Cisco AI Assistant added to SSE platform

In addition to the new Security Intelligence service, Cisco is also bringing its AI Security Assistant to its secure service edge (SSE) package, Secure Access. 

Cisco Secure Access includes zero-trust network access (ZTNA), secure web gateway (SWG), cloud access security broker (CASB), firewall as a service (FWaaS), DNS security, remote browser isolation (RBI) and other security capabilities. It’s designed to secure any application via any port or protocol, with optimized performance and continuous verification and granting of trust, according to Cisco.
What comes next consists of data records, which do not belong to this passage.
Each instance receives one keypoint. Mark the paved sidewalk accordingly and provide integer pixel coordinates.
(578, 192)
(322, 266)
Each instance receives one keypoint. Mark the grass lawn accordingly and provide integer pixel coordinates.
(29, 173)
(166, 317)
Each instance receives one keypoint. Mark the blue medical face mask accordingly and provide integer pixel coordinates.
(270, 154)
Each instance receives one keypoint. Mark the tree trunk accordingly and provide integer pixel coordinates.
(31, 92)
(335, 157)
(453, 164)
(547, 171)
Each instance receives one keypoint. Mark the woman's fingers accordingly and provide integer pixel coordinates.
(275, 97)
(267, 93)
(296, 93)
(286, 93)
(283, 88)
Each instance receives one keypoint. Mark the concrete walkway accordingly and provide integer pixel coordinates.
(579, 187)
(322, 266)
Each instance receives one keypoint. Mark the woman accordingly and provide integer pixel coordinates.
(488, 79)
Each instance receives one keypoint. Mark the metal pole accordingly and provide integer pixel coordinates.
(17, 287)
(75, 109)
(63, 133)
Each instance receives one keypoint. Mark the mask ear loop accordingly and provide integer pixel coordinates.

In bringing the AI Security Assistant to the SSE package, Cisco is looking to offer enterprise customers the ability to use genAI to streamline SSE policies using natural language prompts, Chopra said. Among the goals of the AI Assistant are to reduce the time it takes for customers to respond to potential threats and simplify the entire security process.

The Cisco AI Assistant for Security was first implemented as part of the vendor’s cloud-based Firewall Management Center and Cisco Defense Orchestrator services. Cisco’s Firewall Management Center is a centralized platform for configuring, monitoring, troubleshooting and controlling Cisco Firepower next-generation firewalls. The orchestrator platform lets customers centrally manage, control and automate security policies across multiple cloud-native security systems.
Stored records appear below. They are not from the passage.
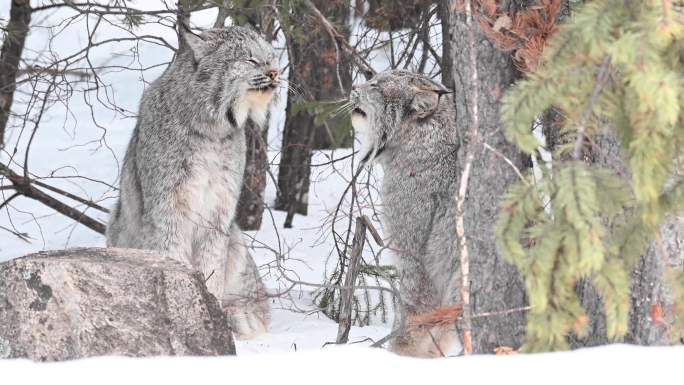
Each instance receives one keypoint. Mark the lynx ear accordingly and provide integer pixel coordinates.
(189, 41)
(425, 101)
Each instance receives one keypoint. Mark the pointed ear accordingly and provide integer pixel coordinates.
(426, 98)
(189, 41)
(424, 103)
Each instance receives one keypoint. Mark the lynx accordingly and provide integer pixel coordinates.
(406, 123)
(183, 168)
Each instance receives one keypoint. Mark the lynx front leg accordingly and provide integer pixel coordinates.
(244, 297)
(419, 299)
(166, 228)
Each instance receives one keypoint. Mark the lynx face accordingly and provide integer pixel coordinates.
(387, 103)
(239, 69)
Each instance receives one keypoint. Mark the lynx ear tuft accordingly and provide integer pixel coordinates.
(426, 98)
(189, 41)
(424, 103)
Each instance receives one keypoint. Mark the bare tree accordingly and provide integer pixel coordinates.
(12, 46)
Cisco has also added AI-based email threat detection support through its Email Threat Defense offering, using AI to evaluate different portions of an incoming email for markers of malicious intent.
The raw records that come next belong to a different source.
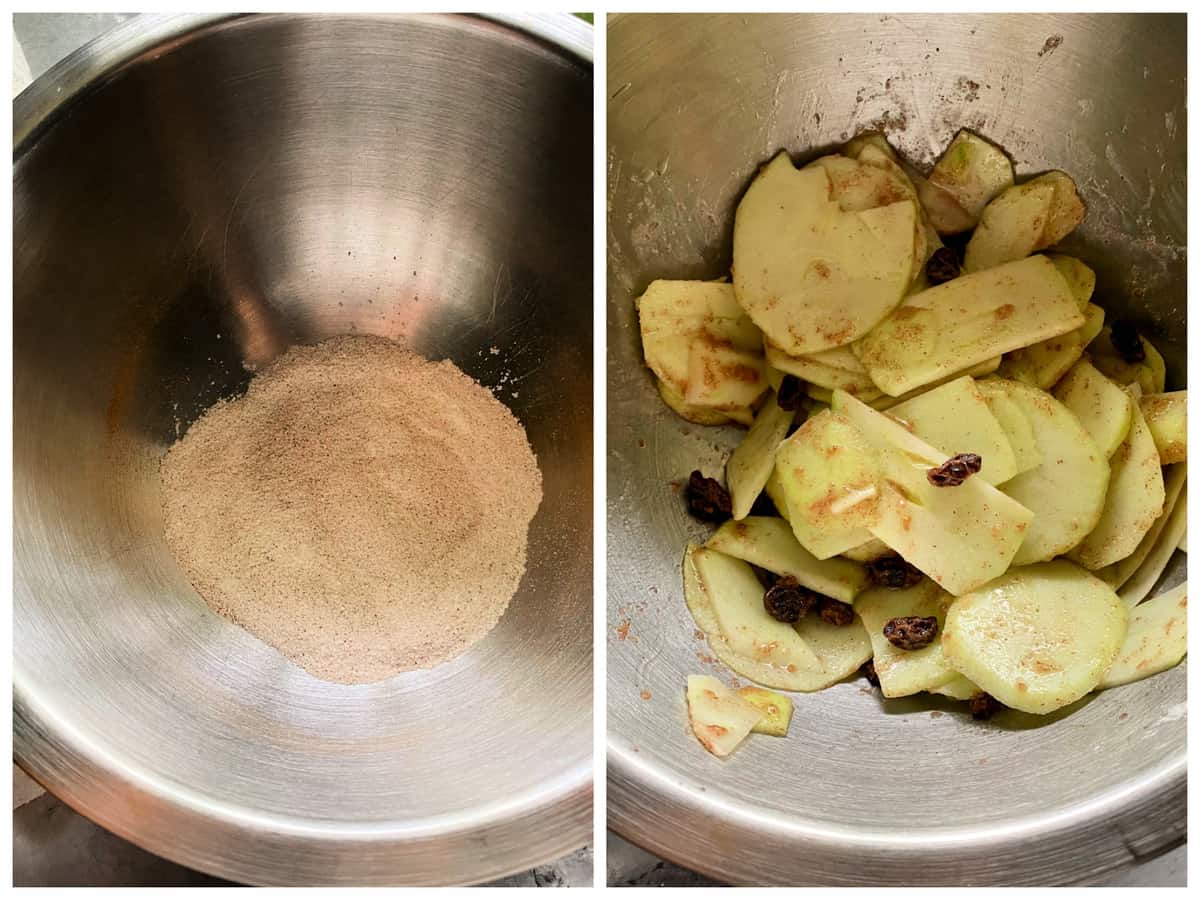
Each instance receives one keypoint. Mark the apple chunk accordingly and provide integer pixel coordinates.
(967, 321)
(720, 719)
(1038, 637)
(809, 274)
(1134, 499)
Cisco adds to observability platform

Cisco also made a number of security enhancements to its Full Stack Observability (FSO) platform, which is designed to collect and correlate data from application, networking, infrastructure, security, and cloud domains to provide a clear view of what’s going on across the enterprise and make it easier for enterprises to spot anomalies, preempt and address performance problems, and improve threat mitigation.

The enhancements include:

• Digital Experience Monitoring (DEM) capabilities for both hybrid and cloud environments. The FSO DEM application includes Real User Monitoring (RUM) and Session Replay modules for deep insights into browser and mobile applications performance and efficient resolution of session-level issues. In addition, the package ties into Cisco ThousandEyes and Accedian to help customers determine if the root cause of a digital experience problem is the application, network or cloud infrastructure.
• FSO now supports observability for Kubernetes workloads using the lightweight Linux kernel utility, extended Berkeley Packet Filters (eBPF). Operating at the kernel level allows operators access to granular visibility into network activity, resource utilization, application dependencies and misconfigurations impacting network performance, without the need for multiple tools, cross-team collaboration and manual dependency mapping, Cisco stated.
• FSO now supports an AI  natural language interface for troubleshooting. Operators can use conversational dialogues instead of a structured query language to perform common tasks during troubleshooting, thereby increasing productivity.

A new Cisco AIOps application simplifies real-time business health monitoring and reduces noise from events and alerts to automate IT processes. The application unifies data from Cisco AppDynamics, Cisco ThousandEyes, Cisco DNA Center, VMWare, Zabbix and ServiceNow (ITSM, ITOM and CMDB) and offers dynamic thresholds-based alerting on metrics and events and multiple anomaly-detection tactics.